Fishing, violazioni della privacy, cyberbullismo, sexing, adescamento online: le insidie ci sono e occorre prevenirle e controllarle, tanto più in considerazione dei grandi numeri di utenti “verdi” della Rete.

   Il 100 per cento dei giovani dai 9 ai 15 anni frequentano Internet. Nel mondo anglosassone è già online il 30 per cento dei bambini di 3-4 anni e ben l’87 per cento di quelli fino agli 8 anni. Sono i dati forniti da Felice Blasi, presidente del Corecom Puglia.
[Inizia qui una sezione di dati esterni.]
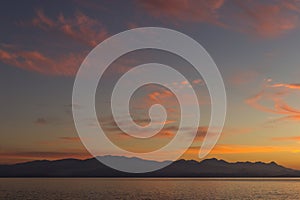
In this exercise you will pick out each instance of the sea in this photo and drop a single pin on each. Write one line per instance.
(148, 188)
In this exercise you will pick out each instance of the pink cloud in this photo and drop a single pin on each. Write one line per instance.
(184, 11)
(81, 27)
(266, 19)
(276, 93)
(66, 65)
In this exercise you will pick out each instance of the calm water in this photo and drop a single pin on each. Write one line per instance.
(99, 188)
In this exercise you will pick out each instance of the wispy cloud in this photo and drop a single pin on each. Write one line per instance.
(296, 138)
(41, 121)
(184, 11)
(80, 27)
(263, 18)
(66, 65)
(276, 93)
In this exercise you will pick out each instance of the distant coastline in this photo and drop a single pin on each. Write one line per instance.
(209, 168)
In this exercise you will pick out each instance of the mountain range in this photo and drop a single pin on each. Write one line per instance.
(180, 168)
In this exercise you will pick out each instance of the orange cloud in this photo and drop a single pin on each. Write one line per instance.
(287, 139)
(276, 93)
(291, 86)
(243, 77)
(186, 10)
(38, 62)
(80, 28)
(266, 19)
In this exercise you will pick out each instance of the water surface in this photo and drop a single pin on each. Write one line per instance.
(154, 188)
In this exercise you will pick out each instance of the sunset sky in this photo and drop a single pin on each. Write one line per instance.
(255, 45)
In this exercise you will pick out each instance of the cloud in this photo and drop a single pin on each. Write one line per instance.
(276, 93)
(263, 18)
(297, 139)
(243, 77)
(291, 86)
(184, 11)
(41, 121)
(267, 19)
(81, 27)
(66, 65)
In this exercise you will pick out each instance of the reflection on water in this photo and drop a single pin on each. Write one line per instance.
(99, 188)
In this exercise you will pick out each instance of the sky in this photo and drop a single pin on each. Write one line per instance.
(255, 45)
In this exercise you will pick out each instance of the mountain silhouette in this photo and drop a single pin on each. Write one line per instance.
(181, 168)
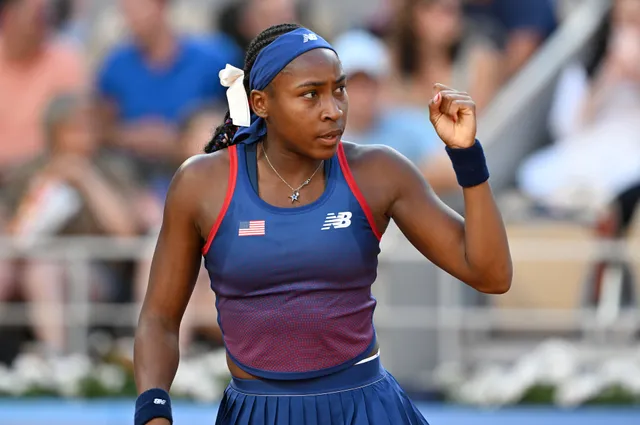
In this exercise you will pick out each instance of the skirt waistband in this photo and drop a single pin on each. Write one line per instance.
(357, 376)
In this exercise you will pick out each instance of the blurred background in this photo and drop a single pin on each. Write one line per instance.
(101, 100)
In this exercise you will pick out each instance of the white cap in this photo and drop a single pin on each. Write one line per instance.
(361, 51)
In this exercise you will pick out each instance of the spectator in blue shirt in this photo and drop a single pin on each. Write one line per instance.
(145, 84)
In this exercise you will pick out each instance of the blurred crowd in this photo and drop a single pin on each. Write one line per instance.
(97, 110)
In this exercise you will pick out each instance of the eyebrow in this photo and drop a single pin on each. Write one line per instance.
(340, 79)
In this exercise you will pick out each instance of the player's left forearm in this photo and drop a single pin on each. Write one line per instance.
(486, 244)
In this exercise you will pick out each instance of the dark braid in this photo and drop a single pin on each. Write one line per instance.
(223, 136)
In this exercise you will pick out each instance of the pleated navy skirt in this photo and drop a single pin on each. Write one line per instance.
(365, 394)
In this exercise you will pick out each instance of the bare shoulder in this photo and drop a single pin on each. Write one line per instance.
(199, 187)
(380, 173)
(203, 168)
(378, 162)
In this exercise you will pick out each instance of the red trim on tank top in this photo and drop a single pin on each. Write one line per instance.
(346, 171)
(231, 186)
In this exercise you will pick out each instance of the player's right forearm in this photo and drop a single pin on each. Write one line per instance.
(156, 354)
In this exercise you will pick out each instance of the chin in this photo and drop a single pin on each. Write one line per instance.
(324, 149)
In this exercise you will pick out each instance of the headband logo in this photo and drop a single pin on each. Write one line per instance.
(309, 37)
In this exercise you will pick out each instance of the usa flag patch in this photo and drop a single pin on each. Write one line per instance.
(251, 228)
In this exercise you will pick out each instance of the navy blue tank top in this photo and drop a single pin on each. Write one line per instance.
(293, 285)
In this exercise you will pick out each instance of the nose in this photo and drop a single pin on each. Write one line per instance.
(332, 110)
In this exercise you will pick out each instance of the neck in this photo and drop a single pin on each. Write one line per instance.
(161, 48)
(292, 167)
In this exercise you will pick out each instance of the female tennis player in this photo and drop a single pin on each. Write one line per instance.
(289, 218)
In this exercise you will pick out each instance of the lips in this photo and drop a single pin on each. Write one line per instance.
(332, 134)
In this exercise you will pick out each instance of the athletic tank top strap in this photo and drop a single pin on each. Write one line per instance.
(293, 285)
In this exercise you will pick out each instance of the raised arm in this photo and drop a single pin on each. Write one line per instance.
(474, 250)
(175, 266)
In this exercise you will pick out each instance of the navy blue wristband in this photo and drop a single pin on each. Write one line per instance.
(152, 404)
(469, 164)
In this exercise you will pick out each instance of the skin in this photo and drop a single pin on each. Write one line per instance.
(306, 100)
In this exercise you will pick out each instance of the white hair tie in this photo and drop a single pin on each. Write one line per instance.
(239, 110)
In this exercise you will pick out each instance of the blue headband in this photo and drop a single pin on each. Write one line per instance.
(270, 61)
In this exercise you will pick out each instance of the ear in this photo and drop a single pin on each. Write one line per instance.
(259, 102)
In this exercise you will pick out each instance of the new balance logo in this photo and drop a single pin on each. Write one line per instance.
(337, 221)
(309, 37)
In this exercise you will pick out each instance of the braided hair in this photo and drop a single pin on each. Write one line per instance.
(223, 136)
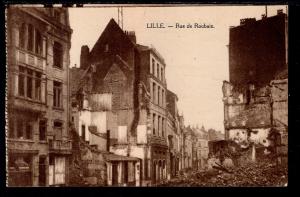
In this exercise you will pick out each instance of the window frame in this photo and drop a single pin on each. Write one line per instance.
(57, 94)
(58, 55)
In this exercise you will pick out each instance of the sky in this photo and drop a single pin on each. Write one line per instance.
(196, 58)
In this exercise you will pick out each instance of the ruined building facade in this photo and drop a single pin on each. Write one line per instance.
(38, 44)
(124, 84)
(255, 98)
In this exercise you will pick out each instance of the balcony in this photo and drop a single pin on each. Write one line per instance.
(60, 146)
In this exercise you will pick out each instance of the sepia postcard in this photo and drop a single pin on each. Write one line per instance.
(145, 95)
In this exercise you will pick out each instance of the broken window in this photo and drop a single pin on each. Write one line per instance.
(57, 94)
(57, 55)
(42, 130)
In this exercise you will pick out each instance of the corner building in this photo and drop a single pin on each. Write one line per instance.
(38, 44)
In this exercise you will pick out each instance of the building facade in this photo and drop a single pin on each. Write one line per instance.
(173, 134)
(38, 44)
(257, 57)
(129, 81)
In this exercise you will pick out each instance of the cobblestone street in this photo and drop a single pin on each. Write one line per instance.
(247, 175)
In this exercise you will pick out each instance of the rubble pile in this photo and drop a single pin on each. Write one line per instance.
(247, 175)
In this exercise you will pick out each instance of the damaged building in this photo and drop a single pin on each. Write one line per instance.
(256, 96)
(120, 91)
(38, 141)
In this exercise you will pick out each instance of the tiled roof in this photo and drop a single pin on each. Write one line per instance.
(113, 157)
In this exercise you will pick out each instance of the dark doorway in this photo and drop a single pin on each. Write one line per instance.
(42, 171)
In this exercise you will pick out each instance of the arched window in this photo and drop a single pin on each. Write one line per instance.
(22, 36)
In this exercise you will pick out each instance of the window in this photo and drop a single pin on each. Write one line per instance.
(106, 48)
(30, 38)
(28, 131)
(162, 126)
(29, 83)
(42, 130)
(56, 15)
(38, 89)
(158, 125)
(21, 84)
(58, 129)
(153, 124)
(153, 66)
(163, 97)
(154, 91)
(158, 95)
(57, 94)
(83, 132)
(57, 55)
(22, 36)
(157, 67)
(38, 42)
(20, 129)
(24, 129)
(11, 128)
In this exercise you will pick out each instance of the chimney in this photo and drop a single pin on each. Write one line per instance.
(108, 140)
(84, 57)
(131, 36)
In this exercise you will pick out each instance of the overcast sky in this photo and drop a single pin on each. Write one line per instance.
(197, 59)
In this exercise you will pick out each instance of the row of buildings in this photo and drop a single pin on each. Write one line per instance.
(112, 121)
(256, 95)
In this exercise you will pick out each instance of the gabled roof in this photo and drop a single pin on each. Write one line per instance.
(111, 28)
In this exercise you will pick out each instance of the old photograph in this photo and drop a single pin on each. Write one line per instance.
(145, 95)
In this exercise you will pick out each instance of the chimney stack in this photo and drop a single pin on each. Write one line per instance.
(84, 57)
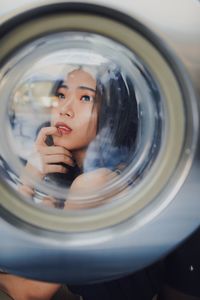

Sono nativi digitali, perchè la loro capacità di apprendimento dei nuovi media è stata esercitata fin dall’inizio, insieme a quella di tutte le altre forme di comprensione. Tutti i nati prima del Duemila possono essere considerati invece “immigrati digitali”, perché hanno dovuto imparare da un certo momento in poi. Per tutti, però, grandi e piccoli, si pone un problema di “educazione digitale”, ha detto. Ed è quello di cui si occupa questa sinergia tra le istituzioni, nata nel 2012, con la prima campagna “Comunicare in sicurezza”.
1500 esemplari della card saranno distribuiti dalla Polizia Postale – ha spiegato la dirigente del Compartimento per la Puglia, Maria Letizia La Selva – ed è stato concordato con l’Ufficio scolastico regionale un progetto che raggiungerà capillarmente l’intera popolazione scolastica, coinvolgendo i docenti delle sei province. La Polizia Postale è “impegnata sotto il profilo investigativo, ma nella tutela a tutto campo dei ragazzi, per la prevenzione delle nuove forme di criminalità che si sono riversate nel web”.
Questa iniziativa, ha sottolineato Anna Cammalleri, direttore generale dell’Ufficio Scolastico per la Puglia, nasce da una vera “alleanza” dei soggetti istituzionali che la realizzano, ma si rivolge anche alla stampa, per veicolare il messaggio di attenzione e di vicinanza a bambini, ragazzi e a chi ha il compito di aiutarli a crescere: genitori, familiari, insegnanti.
Il presidente Blasi – coordinatore nazionale dei Comitati per le comunicazioni – ha presentato inoltre la Card Corecom, in 3000 esemplari, che illustra nel formato digitale i servizi offerti al pubblico, tutti gratuiti. È un modello virtuoso di “comunicazione” e potrà essere un “imitabile” , che dalla Puglia si offre come esempio da esportare in tutta Italia.